Just like the two Saint Michaels of education (Morpurgo and Rosen), something in me baulks at the idea of testing seven year olds. And testing them on nouns seems to push the boundaries of pointlessness. Defining a noun and knowing what a noun phrase is: are these essential to the emerging writer? Of course, assessing whether a child can identify a noun and put a capital letter on the beginning when required is infinitely easier than evaluating the richness of nouns in their vocabulary, or their ability to use one in a powerful way. Thus the new sample Key Stage 1 grammar test (Paper 2), which commands children to "circle the three nouns" in a given sentence, and foregrounds knowledge of word classes in four other questions (6, 7, 12 and 15, if you're checking). Perhaps we should take comfort, though. In the original sample papers (published July 2014), children were told to look at a picture of a pair of yellow pixie-boots and write a noun phrase to go with them.
Noun phrases, however, are actually a very useful thing to learn about. Certainly, as writers, we cannot do without them. His Grammar Highness David Crystal says that ‘No other syntactic unit in English presents such possibilities for structural variation.' That statement alone (from The Cambridge Encyclopaedia of the English Language, 2nd edition) seems like a good enough reason to explore them further. No doubt it's also a reason that noun phrases apparently haven't made it into the final version of test, given that syntactical variation makes things messier and greyer, rather than tidier and black and white.
But - and I hope this isn't too controversial - all this test malarky doesn’t need to determine what or how we teach children about writing with nouns. When I looked at the sample question about noun-phrases with teachers in a training exercise (presenting them with images of a range of shoes, because everyone likes to pick a pair that they aspire to), it was of course the discussion around the noun phrases we generated that was of most interest. Black, shiny shoe or smelly, white trainer: how do we decide where to put the colour in our sequence of adjectives? Do we really need a comma between every adjective? Is this “a sandal with a high heel” or “a high-heeled sandal”? What difference does the definite / indefinite article make to our understanding? Pretty pink ballet pumps or tatty, old tap-shoes: which nouns do we endow with a hyphen? Is “that brown and dirty brogue” any better or worse than “this dirty, brown brogue”? And so on…
This is the kind of discussion about noun phrases I’d like to have with seven year olds - and fifteen year olds, come to that. And it’s definitely possible if we don’t focus on naming and defining nouns. To focus on the seven year olds, ideally, before we got to any writing, we’d have been reading a book in which a character has donned some intriguing shoes (like Julia Donaldson's The Smartest Giant in Town) or has made an erroneous choice of shoe (like poor Karen in The Red Shoes by Hans Christian Andersen). We might also have brought in some family shoes and shared experiences of our favourite shoes, expressing our likes and dislikes with reasons and anecdotes.

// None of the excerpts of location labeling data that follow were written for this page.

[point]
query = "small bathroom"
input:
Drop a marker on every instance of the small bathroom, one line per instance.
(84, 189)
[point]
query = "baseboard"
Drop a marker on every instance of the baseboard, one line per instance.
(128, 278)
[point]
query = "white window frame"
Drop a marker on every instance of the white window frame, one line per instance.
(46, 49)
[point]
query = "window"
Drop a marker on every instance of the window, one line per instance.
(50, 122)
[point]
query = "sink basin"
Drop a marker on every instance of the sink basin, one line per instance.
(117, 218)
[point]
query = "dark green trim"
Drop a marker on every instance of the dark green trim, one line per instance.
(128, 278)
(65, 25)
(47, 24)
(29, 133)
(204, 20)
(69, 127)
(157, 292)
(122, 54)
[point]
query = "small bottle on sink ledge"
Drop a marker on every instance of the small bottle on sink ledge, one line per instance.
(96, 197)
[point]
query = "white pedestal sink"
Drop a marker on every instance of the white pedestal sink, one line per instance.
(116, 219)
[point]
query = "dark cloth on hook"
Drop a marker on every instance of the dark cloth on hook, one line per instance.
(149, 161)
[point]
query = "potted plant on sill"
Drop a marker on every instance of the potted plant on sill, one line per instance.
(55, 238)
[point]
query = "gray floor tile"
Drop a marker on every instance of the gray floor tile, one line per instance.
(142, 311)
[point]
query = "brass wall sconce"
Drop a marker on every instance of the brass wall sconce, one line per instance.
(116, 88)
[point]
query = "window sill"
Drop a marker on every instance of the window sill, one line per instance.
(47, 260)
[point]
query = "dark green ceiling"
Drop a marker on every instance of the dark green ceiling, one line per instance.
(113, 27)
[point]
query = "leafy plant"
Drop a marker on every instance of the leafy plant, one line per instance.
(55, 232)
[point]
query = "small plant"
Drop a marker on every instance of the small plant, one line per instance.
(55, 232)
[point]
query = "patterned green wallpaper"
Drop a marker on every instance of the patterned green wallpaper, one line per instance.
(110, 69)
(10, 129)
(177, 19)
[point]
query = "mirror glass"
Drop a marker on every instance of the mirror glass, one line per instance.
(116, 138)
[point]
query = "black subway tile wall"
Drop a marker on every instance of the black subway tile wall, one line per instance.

We would certainly have played a game: everyone pick a piece of footwear from a lovely higgledy-piggledy pile in the middle of the room and describe it orally to the rest of the class. We would certainly have made a collection of great noun phrases on the board as we went. We could have sorted the shoes and explained our classes and categorisation, creating bar charts to show the spread / variation / occurrence of different sizes, colours or fastenings. We could have measured the heels and tested the ease of balancing in each shoe (due risk assessment assumed) on one leg for one minute, or surveyed our shoes for their waterproofing qualities, enjoying a good old puddle-splosh at the same time. We might have imagined the little old lady who lived in a shoe’s shoe, and written response poems about living in the toe, under the laces or inside the heel (practising our adverbials of place along the way).
All this while, we could have listened to shoe songs (I can’t get Nancy Sinatra out of my head, but there’s also Blue Suede Shoes and Boogie Shoes and even One Two, Buckle My Shoe), while designing an item of footwear for people of the future, and creating our own percussive compositions using stomping, tapping and scuffing noises.
Maybe I am getting a little carried away. The point being that by the time we got to writing noun phrases, we would be steeped in vocabulary for talking about shoes. And that is what knowing about nouns does for an emerging writer: gives them choices. If we teach children about nouns so they can identify them and about noun phrases so that they can write one to order, we are falling into the “teach to the test” trap that governments like to place under our tired, aching feet (even if you haven’t been wearing your high heels). Instead, let’s celebrate the power of the noun and the purpose of the noun phrase. Good writers choose their noun phrases very carefully, knowing that a man wearing “stout, green gumboots” is a very different kind of chap to the one slipping on his “polka-dot wellies”. The visual picture placed in the reader’s head is dependent on that noun phrase, and, we must teach our young writers, should be determined not by the random addition of adjectives or selection of wow-words, but by the picture they want to put in their reader’s head. Is your character a dainty child, a whispering giant or a gruff, old wizard? Is he wearing a pair of worn and faded flip-flops or some steel-capped leather boots? Is it a dreary, wet evening or a glorious, sun-filled morning? Choose your noun phrase appropriately, and revel in its power to make a picture.